- Born: June 23, 1920 Battle Creek, Michigan, U.S.
- Died: August 2, 1988 (aged 68) Lansing, Michigan, U.S.
- Occupations: Student leader, administrator

= Jack Breslin =

American academic administrator (1920–1988)

Jacweir "Jack" Breslin (June 23, 1920 – August 2, 1988) was an American university administrator at Michigan State University (MSU).

Breslin was born and raised in Battle Creek, Michigan. He first came to MSU, when it was still known as Michigan State College, as a student athlete, playing basketball, football and baseball before graduating in 1946.

Breslin, a back, was drafted by the Boston Yanks in the fourth round of the 1946 NFL draft (#27 overall) but never played.

He worked for four years as a district manager for Dodge Motor Company in Allentown, Pennsylvania. In 1950, he returned to MSU as assistant director of alumni relations. In 1953 he became director of MSU's placement bureau and in 1958 he became assistant to the vice president of MSU.

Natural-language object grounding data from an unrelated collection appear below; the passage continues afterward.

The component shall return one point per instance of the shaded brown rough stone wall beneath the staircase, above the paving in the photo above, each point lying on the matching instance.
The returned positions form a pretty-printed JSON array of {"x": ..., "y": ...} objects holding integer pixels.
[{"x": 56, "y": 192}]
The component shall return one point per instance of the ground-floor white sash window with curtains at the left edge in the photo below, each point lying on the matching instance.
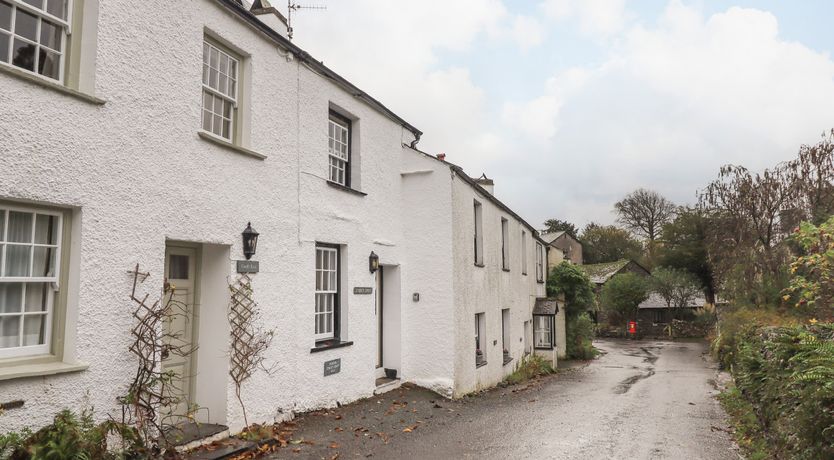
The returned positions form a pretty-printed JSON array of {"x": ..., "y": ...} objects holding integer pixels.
[{"x": 30, "y": 246}]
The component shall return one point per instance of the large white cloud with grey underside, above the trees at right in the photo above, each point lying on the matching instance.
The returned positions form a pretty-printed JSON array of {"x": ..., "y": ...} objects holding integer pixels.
[{"x": 671, "y": 104}]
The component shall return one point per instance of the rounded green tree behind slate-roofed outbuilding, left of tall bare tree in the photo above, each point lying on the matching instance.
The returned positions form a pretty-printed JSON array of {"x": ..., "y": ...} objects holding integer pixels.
[{"x": 608, "y": 243}]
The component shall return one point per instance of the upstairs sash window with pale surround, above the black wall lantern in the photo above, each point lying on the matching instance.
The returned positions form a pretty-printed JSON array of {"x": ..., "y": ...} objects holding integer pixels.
[{"x": 220, "y": 91}]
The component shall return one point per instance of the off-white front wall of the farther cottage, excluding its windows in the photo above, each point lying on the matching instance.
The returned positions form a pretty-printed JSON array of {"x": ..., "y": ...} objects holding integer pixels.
[{"x": 488, "y": 289}]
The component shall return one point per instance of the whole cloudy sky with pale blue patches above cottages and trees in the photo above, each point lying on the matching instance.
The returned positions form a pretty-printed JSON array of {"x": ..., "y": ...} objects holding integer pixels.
[{"x": 571, "y": 104}]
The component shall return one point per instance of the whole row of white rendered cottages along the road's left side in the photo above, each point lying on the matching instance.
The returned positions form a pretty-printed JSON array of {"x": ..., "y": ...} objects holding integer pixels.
[{"x": 153, "y": 138}]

Breslin served as the executive vice president of MSU. Breslin's leadership, played a role in the growth and development of the university. During Breslin's career, from the early 1950s to the late 1970s, MSU transformed from a small state university focused on agriculture to an internationally respected research university. The student population grew from about 6,000 to about 40,000.

In 1969, Breslin was one of the first administrators to initiate planning for a multi-purpose, student building; and continued to be the leading force through its conceptual design. Prints of such a design were completed in January 1970 and featured such innovations as an extra “practice gymnasium,” and a dedicated space for male and female performers. When Breslin died, the building was named the Breslin Student Events Center in his honor.

Breslin died on August 2, 1988, in Lansing, Michigan.